Tal Cual

¿QUIÉN DIJO MIEDO? Durante la reunión de la Comisión de Presupuesto de la Asamblea Nacional, el diputado jefe de los mozos del corral del hipódromo quedó sentado justo a la derecha del contralor. Coincidencia o no, la situación no pudo ser más incómoda, especialmente con el anuncio de que la Contraloría interpondrá denuncias contra varios diputados en los próximos días. Sin duda, varios perderán el sueño este fin de semana.

GUERRA FRÍA. Por cierto, la presencia del contralor en la Comisión de Presupuesto de la Asamblea fue muy esperada porque cada vez que un diputado es cuestionado por otro funcionario, toda la pandilla le cae encima. De hecho, ayer dos de las luminarias más brillantes de la Asamblea advirtieron que no aprobarán ninguna petición a ministros o directores gubernamentales que no se presenten a sustentarlas personalmente. Muy valientes colectivamente, pero individualmente se la pasan rogando favores en los despachos de los ministros.

PRUDENCIA. El que quiso sacar ayer su Tomahawk para atacar al contralor en esa comisión fue uno de los mencionados –y no precisamente por ser un iluminado de la honestidad– en las auditorías de la Contraloría de las juntas comunales. El diputado chiricano fue atajado a tiempo por un colega que seguramente le habrá advertido que el contralor no iba a meterse en una cueva de lobos sin estar perfectamente armado, y mucho menos con cámaras y periodistas preparados para la batalla que se avecinaba.

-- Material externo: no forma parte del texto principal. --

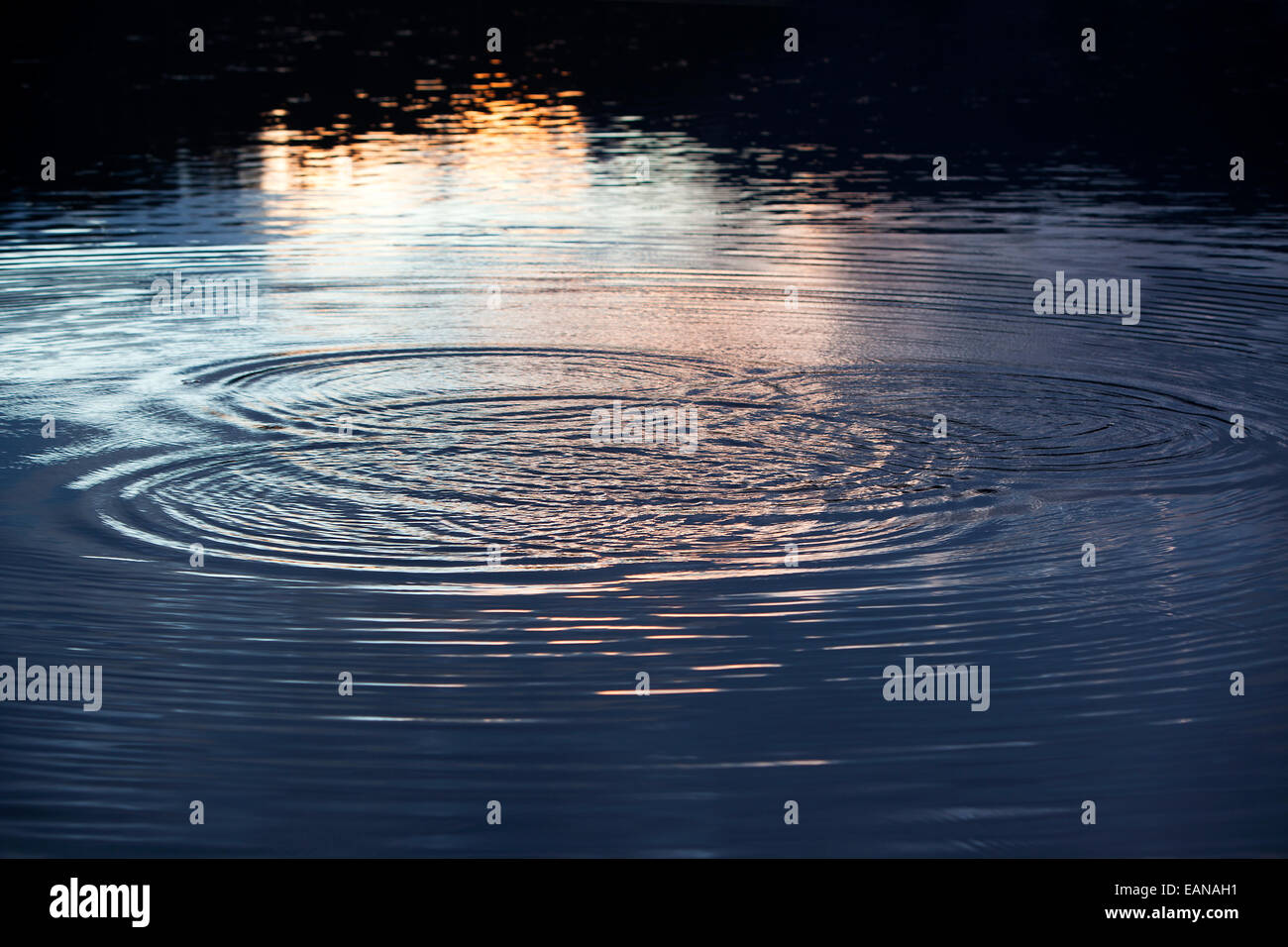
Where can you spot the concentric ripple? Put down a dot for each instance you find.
(420, 460)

CARBÓN LE DICE A PAILA. El diputado Raúl Pineda reveló en el pleno de la Asamblea que en ocasiones apaga el televisor porque los directores de Autoridad Nacional de los Servicios Públicos (ASEP) hablaban tan bonito que casi les cree. Al menos ellos pueden apagar la tele, pero los ciudadanos ¡qué va! Si lo hacemos cuando discuten algún proyecto de ley, al día siguiente amanecemos más goleados que la Sele sin portero.

DEMAGOGIA. Su colega Iván Picota dijo en el mismo pleno que ya está bueno de que “nos estén metiendo la mano en el bolsillo para robarnos”. Suponemos que cuando hablaba de “robarnos” se refería a nosotros, los ciudadanos, que somos saqueados con sus inventos de planillas brujas, donaciones, oenegés, partidas circuitales y demás argucias. Ciertamente, el descaro no tiene un rostro, tiene 71.

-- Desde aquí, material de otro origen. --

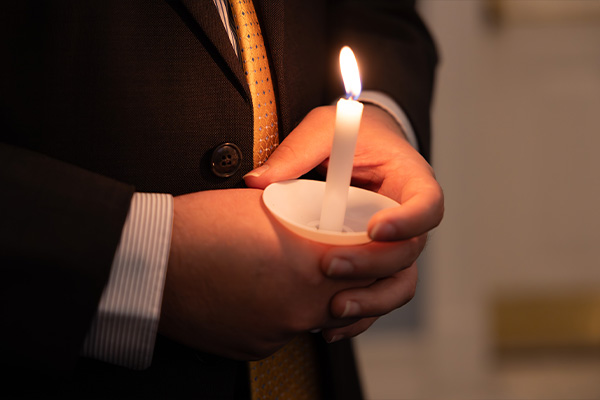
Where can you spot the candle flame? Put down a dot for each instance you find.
(350, 73)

VIEJO TRUCO. El juzgado 16 de lo penal, en el cual se ventila el caso de los pinchazos, está en proceso de mudanza al edificio del Tribunal Marítimo. Ojalá que ningún papelito de este expediente se extravíe durante estos días, ya que la audiencia está programada para septiembre. Ojo, que en la alelazón está el peligro.